Besonders drücke ich mich davor, Menschen anzurufen. Das war für mich der schlimmste Teil meines Daseins als Lehrerin. Und auch hier ist es noch schwieriger, wenn ich die anzurufende Person nicht kenne. Anders herum nehme ich auch extrem ungerne Telefongespräche entgegen.
Berufliches
Wie schon gesagt, ich unterrichte so gerne, dass ich das eigentlich nicht bezahlt haben müsste, wäre ich nicht auf ein regelmäßiges Einkommen angewiesen. Entsprechend muss ich mich immer wieder sehr konzentrieren, um meine Rechnungen rechtzeitig fertig zu machen und zu verschicken.
Immer wieder quellen meine Ablagen mit den Arbeitsblättern über. Und ich frage mich, wer da nachts durch meinen Unterrichtsraum geistert und alles durcheinander bringt 😉 Es ist ein stetiges Arbeiten gegen die Papierlawine. Und ich gehe nicht davon aus, dass ich vor meiner Rente noch mal das große Organisationssystem entdecke, mit dem meine Aufgabensammlung endlich adrett aussehen wird.
Und dann ist da noch alles, was mit Paragraphen zusammenhängt. Ich lese sehr gerne, aber da verschwimmt mir alles vor den Augen und im Gehirn kommt nur die Hälfte an. Zu allem, was das Finanzamt oder sonstige Behörden angeht, muss ich mich mit übermenschlicher Anstrengung zwingen.
Was ich nie probiert habe
Manches kann ich vielleicht, habe es aber nie versucht. Anderes kann ich nicht, weil ich nie den Impuls hatte, es zu lernen. Zum Beispiel kann ich auf Plattdeutsch keine Konversation führen. Ich beherrsche Gebärdensprache nicht, weil ich mir nie die Zeit genommen habe, sie zu lernen.

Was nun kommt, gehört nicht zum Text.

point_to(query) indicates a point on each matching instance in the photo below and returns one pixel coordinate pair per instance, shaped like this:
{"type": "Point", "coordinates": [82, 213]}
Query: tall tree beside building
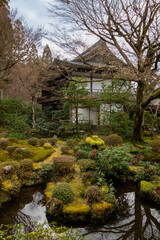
{"type": "Point", "coordinates": [131, 28]}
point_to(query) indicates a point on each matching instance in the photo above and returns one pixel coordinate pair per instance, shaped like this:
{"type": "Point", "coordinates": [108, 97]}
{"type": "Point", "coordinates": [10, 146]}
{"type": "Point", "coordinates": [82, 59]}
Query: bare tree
{"type": "Point", "coordinates": [131, 29]}
{"type": "Point", "coordinates": [16, 39]}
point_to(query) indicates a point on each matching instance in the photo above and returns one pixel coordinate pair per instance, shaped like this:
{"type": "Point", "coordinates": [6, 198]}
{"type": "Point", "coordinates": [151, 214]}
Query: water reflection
{"type": "Point", "coordinates": [135, 221]}
{"type": "Point", "coordinates": [29, 207]}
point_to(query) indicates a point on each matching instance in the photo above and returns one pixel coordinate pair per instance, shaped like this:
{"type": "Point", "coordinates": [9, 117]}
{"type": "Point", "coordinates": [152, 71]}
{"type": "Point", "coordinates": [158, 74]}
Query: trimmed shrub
{"type": "Point", "coordinates": [93, 194]}
{"type": "Point", "coordinates": [113, 140]}
{"type": "Point", "coordinates": [26, 151]}
{"type": "Point", "coordinates": [110, 198]}
{"type": "Point", "coordinates": [52, 141]}
{"type": "Point", "coordinates": [42, 141]}
{"type": "Point", "coordinates": [155, 146]}
{"type": "Point", "coordinates": [18, 150]}
{"type": "Point", "coordinates": [65, 149]}
{"type": "Point", "coordinates": [94, 140]}
{"type": "Point", "coordinates": [4, 143]}
{"type": "Point", "coordinates": [26, 165]}
{"type": "Point", "coordinates": [63, 192]}
{"type": "Point", "coordinates": [47, 146]}
{"type": "Point", "coordinates": [11, 149]}
{"type": "Point", "coordinates": [86, 164]}
{"type": "Point", "coordinates": [71, 143]}
{"type": "Point", "coordinates": [15, 166]}
{"type": "Point", "coordinates": [13, 140]}
{"type": "Point", "coordinates": [33, 141]}
{"type": "Point", "coordinates": [63, 165]}
{"type": "Point", "coordinates": [81, 154]}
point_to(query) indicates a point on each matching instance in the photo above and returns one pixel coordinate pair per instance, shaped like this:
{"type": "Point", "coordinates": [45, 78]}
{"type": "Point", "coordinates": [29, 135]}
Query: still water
{"type": "Point", "coordinates": [134, 220]}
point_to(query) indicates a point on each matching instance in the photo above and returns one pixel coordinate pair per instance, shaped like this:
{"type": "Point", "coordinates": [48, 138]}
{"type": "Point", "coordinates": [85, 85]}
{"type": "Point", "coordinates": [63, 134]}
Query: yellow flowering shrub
{"type": "Point", "coordinates": [94, 140]}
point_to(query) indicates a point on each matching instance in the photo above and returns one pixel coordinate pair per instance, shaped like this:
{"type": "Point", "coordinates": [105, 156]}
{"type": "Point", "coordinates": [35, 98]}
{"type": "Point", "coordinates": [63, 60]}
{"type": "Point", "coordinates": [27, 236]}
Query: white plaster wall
{"type": "Point", "coordinates": [98, 85]}
{"type": "Point", "coordinates": [83, 115]}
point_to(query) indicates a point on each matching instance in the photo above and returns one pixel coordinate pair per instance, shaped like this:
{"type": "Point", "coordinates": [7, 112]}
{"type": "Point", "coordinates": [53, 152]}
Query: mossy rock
{"type": "Point", "coordinates": [11, 149]}
{"type": "Point", "coordinates": [4, 196]}
{"type": "Point", "coordinates": [86, 164]}
{"type": "Point", "coordinates": [26, 165]}
{"type": "Point", "coordinates": [101, 211]}
{"type": "Point", "coordinates": [146, 187]}
{"type": "Point", "coordinates": [54, 208]}
{"type": "Point", "coordinates": [89, 178]}
{"type": "Point", "coordinates": [4, 143]}
{"type": "Point", "coordinates": [10, 167]}
{"type": "Point", "coordinates": [42, 141]}
{"type": "Point", "coordinates": [11, 186]}
{"type": "Point", "coordinates": [94, 141]}
{"type": "Point", "coordinates": [63, 192]}
{"type": "Point", "coordinates": [47, 146]}
{"type": "Point", "coordinates": [76, 212]}
{"type": "Point", "coordinates": [33, 141]}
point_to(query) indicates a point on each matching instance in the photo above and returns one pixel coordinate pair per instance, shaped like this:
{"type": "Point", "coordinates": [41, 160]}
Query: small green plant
{"type": "Point", "coordinates": [4, 143]}
{"type": "Point", "coordinates": [63, 192]}
{"type": "Point", "coordinates": [86, 164]}
{"type": "Point", "coordinates": [26, 165]}
{"type": "Point", "coordinates": [33, 141]}
{"type": "Point", "coordinates": [93, 194]}
{"type": "Point", "coordinates": [65, 149]}
{"type": "Point", "coordinates": [42, 141]}
{"type": "Point", "coordinates": [52, 141]}
{"type": "Point", "coordinates": [155, 146]}
{"type": "Point", "coordinates": [113, 140]}
{"type": "Point", "coordinates": [71, 143]}
{"type": "Point", "coordinates": [89, 177]}
{"type": "Point", "coordinates": [47, 146]}
{"type": "Point", "coordinates": [81, 154]}
{"type": "Point", "coordinates": [115, 161]}
{"type": "Point", "coordinates": [63, 165]}
{"type": "Point", "coordinates": [11, 149]}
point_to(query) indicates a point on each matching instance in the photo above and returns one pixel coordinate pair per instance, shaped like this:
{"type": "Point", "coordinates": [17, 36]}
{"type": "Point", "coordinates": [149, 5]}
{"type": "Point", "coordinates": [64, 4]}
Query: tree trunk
{"type": "Point", "coordinates": [76, 119]}
{"type": "Point", "coordinates": [137, 130]}
{"type": "Point", "coordinates": [33, 112]}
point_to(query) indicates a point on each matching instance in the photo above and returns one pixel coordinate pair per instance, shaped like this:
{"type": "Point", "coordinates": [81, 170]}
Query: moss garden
{"type": "Point", "coordinates": [80, 175]}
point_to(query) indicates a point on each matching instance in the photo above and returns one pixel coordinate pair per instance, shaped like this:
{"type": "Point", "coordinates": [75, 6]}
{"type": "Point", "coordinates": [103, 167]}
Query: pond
{"type": "Point", "coordinates": [134, 219]}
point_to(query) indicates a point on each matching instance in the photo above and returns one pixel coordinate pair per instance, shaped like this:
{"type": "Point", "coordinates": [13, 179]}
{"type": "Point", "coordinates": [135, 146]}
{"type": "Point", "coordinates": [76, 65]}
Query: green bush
{"type": "Point", "coordinates": [89, 177]}
{"type": "Point", "coordinates": [155, 146]}
{"type": "Point", "coordinates": [65, 149]}
{"type": "Point", "coordinates": [18, 150]}
{"type": "Point", "coordinates": [42, 141]}
{"type": "Point", "coordinates": [63, 192]}
{"type": "Point", "coordinates": [26, 165]}
{"type": "Point", "coordinates": [4, 143]}
{"type": "Point", "coordinates": [63, 165]}
{"type": "Point", "coordinates": [33, 141]}
{"type": "Point", "coordinates": [26, 152]}
{"type": "Point", "coordinates": [113, 140]}
{"type": "Point", "coordinates": [47, 146]}
{"type": "Point", "coordinates": [81, 154]}
{"type": "Point", "coordinates": [52, 141]}
{"type": "Point", "coordinates": [93, 194]}
{"type": "Point", "coordinates": [86, 164]}
{"type": "Point", "coordinates": [11, 149]}
{"type": "Point", "coordinates": [71, 143]}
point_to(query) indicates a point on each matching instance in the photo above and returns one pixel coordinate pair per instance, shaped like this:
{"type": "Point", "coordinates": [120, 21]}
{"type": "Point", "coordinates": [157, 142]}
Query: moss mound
{"type": "Point", "coordinates": [63, 192]}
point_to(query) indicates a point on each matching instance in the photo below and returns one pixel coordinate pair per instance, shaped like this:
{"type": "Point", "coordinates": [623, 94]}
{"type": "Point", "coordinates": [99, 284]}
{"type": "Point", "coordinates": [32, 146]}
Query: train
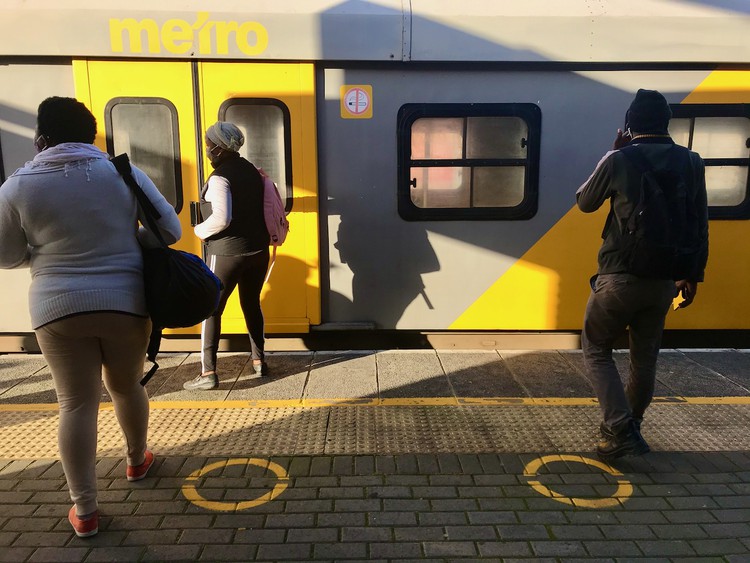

Es gibt viele kreative Techniken, die ich bewundere: Brettchenweben, Sticken, Acrylmalerei. Ich sehe mir sogar immer mal wieder Videos dazu an, weil ich die Vorgänge so ästhetisch finde. Und gleichzeitig kann ich mir diese Tätigkeiten für mich nur schwer vorstellen. Genau wie ich sehr gerne Klavier und Cello höre und im Leben nicht lernen muss, diese Instrumente zu spielen.
Selbst wenn ich es wollte: Ich kann am Ende auch nur sehr unwillig einsehen, dass mein Tag nur 24 Stunden hat und mein Jahr nur 365 Tage. Ich hätte gar nicht die Zeit, alles auszuprobieren, was ich gerne können oder lernen würde.
Warum das „kann ich nicht“ ansehen?
Wir leben in Zeiten der Selbstdarstellung. Gerade in den „sozialen“ Medien geht es oft darum, uns als kompetent zu verkaufen. Oft buchstäblich, weil an vielen Profilen ein Onlinebusiness dranhängt und viele YouTube-Kanäle monetarisiert sind. Da ist natürlich das große Trommeln gefragt, schließlich wollen wir ja mit unseren Dienstleistungen gebucht werden.
Und es ist auch nicht ganz verkehrt. Eine der Blogparaden, an die ich mich besonders gern erinnere, war Lorena Hoormanns DaraufBinIchStolzListicle. Denn viel zu oft tragen wir online viel scheinbares Selbstbewusstsein nach außen und fühlen uns nach innen deutlich inkompetenter und nicht authentisch. Hier haben sich 52 Blogger:innen ihre persönlichen Schatzkästchen mit richtig spannenden Stärken und Erfahrungen geschaffen.
Gleichzeitig finde ich es erfrischend, nicht in allem gut sein zu müssen. Wenn ich meinen Schüler:innen sage, was ich nicht kann, schafft das Perspektive und mehr Augenhöhe. Und damit auch weniger selbst auferlegten Leistungsdruck für sie.
Das Eine oder Andere kann ich nicht. Und daraus ergibt sich für mich keine Liste an Dingen, die ich mir antrainieren muss. Sondern ein Bild meiner Persönlichkeit, in der auch Platz ist für Schwächen. Ich kann mir Hilfe holen, von anderen Menschen und von Geräten oder Apps.
Wir müssen gar nicht alles können. Da, wo unsere Fähigkeiten aufhören, kommen wir in Kontakt mit anderen Menschen, die diese Sache besser beherrschen. Es liegt nahe, dass besonders in unseren frühen Zeiten Kooperation ein Evolutionsvorteil war. Und so ist das, was ich nicht kann, ein Motor für die Weiterentwicklung der Menschheit. Damit kann ich gut leben.
Was fällt dir schwer?
Gibt es bei dir Überschneidungen oder Unterschiede zu meinen Kompetenzlücken?
Wie geht es dir damit, etwas nicht zu können?
Wie gehst du damit um, im privaten Alltag und im Berufsleben?
Und siehst du noch weitere Vorteile darin, etwas nicht zu können?